His death was disclosed by Natalie Williams, a spokeswoman for United Medical Center, a public hospital in Washington.
“Marion was not just a colleague but also was a friend with whom I shared many fond moments about governing the city,” Mayor Vincent C. Gray said in a statement. “He loved the District of Columbia and so many Washingtonians loved him.”
Gray ordered flags flown over city buildings flown at half-staff.
Dogged by allegations of cocaine and alcohol abuse during his first three mayoral terms from 1979 to 1991, Barry was arrested in 1990 after a famously televised police surveillance tape showed him smoking crack in a hotel room. He was sentenced to six months in prison after a possession conviction.
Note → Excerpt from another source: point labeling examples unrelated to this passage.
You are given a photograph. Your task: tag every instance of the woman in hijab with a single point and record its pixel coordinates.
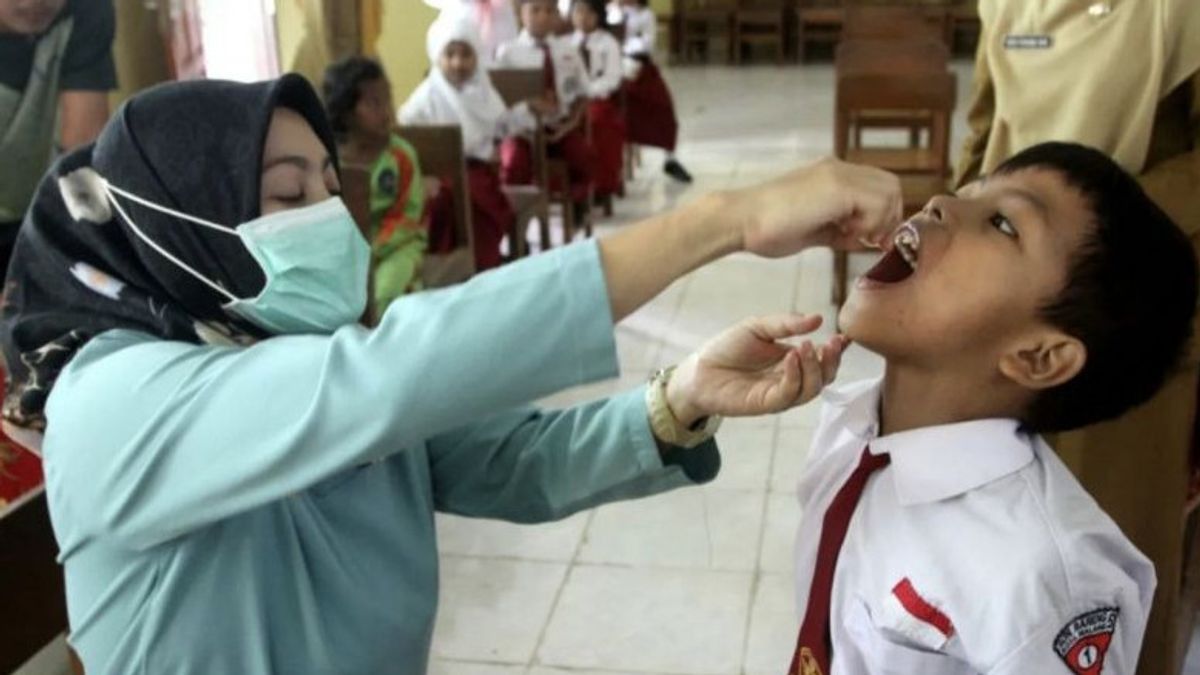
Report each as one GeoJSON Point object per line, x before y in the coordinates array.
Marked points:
{"type": "Point", "coordinates": [243, 479]}
{"type": "Point", "coordinates": [457, 91]}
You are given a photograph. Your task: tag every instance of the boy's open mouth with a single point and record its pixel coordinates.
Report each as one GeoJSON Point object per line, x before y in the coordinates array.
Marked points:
{"type": "Point", "coordinates": [900, 262]}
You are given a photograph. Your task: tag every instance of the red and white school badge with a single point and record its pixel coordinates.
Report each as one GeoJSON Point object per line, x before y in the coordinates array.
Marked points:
{"type": "Point", "coordinates": [808, 663]}
{"type": "Point", "coordinates": [1083, 643]}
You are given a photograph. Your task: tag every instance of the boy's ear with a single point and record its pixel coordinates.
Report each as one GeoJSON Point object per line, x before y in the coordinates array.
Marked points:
{"type": "Point", "coordinates": [1044, 359]}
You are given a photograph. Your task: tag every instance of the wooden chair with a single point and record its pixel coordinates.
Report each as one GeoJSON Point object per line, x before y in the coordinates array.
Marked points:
{"type": "Point", "coordinates": [761, 23]}
{"type": "Point", "coordinates": [886, 57]}
{"type": "Point", "coordinates": [817, 22]}
{"type": "Point", "coordinates": [442, 155]}
{"type": "Point", "coordinates": [924, 169]}
{"type": "Point", "coordinates": [516, 85]}
{"type": "Point", "coordinates": [701, 22]}
{"type": "Point", "coordinates": [35, 609]}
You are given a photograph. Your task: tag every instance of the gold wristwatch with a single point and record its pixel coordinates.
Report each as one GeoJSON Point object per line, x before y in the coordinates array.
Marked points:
{"type": "Point", "coordinates": [665, 425]}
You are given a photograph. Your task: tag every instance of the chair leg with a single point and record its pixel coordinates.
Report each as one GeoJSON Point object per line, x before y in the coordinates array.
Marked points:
{"type": "Point", "coordinates": [840, 276]}
{"type": "Point", "coordinates": [544, 227]}
{"type": "Point", "coordinates": [568, 220]}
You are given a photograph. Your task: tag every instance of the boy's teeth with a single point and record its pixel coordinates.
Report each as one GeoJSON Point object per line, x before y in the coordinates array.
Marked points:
{"type": "Point", "coordinates": [907, 242]}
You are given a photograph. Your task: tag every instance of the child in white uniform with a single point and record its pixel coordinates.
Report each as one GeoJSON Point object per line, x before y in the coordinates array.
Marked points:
{"type": "Point", "coordinates": [567, 82]}
{"type": "Point", "coordinates": [652, 118]}
{"type": "Point", "coordinates": [601, 55]}
{"type": "Point", "coordinates": [941, 535]}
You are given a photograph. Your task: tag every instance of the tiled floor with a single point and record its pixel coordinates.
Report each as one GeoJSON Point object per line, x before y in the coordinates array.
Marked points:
{"type": "Point", "coordinates": [695, 581]}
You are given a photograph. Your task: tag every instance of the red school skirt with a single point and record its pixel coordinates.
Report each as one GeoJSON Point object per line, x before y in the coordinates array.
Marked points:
{"type": "Point", "coordinates": [651, 117]}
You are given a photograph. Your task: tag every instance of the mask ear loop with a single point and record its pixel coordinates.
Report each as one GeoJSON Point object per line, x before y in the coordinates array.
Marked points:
{"type": "Point", "coordinates": [111, 190]}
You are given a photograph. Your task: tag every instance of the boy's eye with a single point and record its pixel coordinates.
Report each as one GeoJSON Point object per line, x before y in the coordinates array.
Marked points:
{"type": "Point", "coordinates": [1002, 223]}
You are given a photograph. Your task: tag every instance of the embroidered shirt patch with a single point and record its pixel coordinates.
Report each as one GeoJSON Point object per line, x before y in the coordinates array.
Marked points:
{"type": "Point", "coordinates": [1083, 643]}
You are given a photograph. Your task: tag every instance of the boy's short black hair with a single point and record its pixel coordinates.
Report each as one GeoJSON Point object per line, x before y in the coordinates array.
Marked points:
{"type": "Point", "coordinates": [341, 89]}
{"type": "Point", "coordinates": [599, 7]}
{"type": "Point", "coordinates": [1129, 297]}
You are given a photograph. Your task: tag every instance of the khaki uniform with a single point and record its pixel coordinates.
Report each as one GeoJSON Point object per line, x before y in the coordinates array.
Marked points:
{"type": "Point", "coordinates": [1122, 76]}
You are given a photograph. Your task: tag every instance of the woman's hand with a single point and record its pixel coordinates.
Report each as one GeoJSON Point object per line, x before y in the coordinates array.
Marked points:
{"type": "Point", "coordinates": [748, 370]}
{"type": "Point", "coordinates": [828, 203]}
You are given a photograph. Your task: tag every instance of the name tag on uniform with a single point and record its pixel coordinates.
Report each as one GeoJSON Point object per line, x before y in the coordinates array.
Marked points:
{"type": "Point", "coordinates": [1027, 42]}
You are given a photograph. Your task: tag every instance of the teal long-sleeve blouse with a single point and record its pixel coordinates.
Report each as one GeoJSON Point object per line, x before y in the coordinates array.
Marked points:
{"type": "Point", "coordinates": [270, 508]}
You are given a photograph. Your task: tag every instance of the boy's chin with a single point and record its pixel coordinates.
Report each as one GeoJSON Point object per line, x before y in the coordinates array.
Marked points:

More recently, he has had run-ins with the IRS over his failure to file tax returns and pay taxes. In 2006, he was suspected in separate incidents of driving under the influence and driving with a suspended license. He was found not guilty of the DUI charge, and the state said a computer glitch erroneously reported that Barry’s license had been suspended.
In 2002, police said they found “apparent” traces of marijuana and cocaine in Barry’s car but didn’t arrest him, and in 2009, he was arrested on a charge of stalking, which prosecutors later dropped.
He reclaimed his seat in the mayor’s office in 1995 and was re-elected to the City Council in 2004.
Over the summer, Barry released his autobiography, “Mayor for Life: The Incredible Story of Marion Barry, Jr.” It’s a nod to his longevity in the city politics of the capital.
“In Washington, I have worked hard for the people and I’ve been loved by the people,” Barry said in a July interview on CNN. “I didn’t get elected because of my name. I got elected because I work hard for the people.”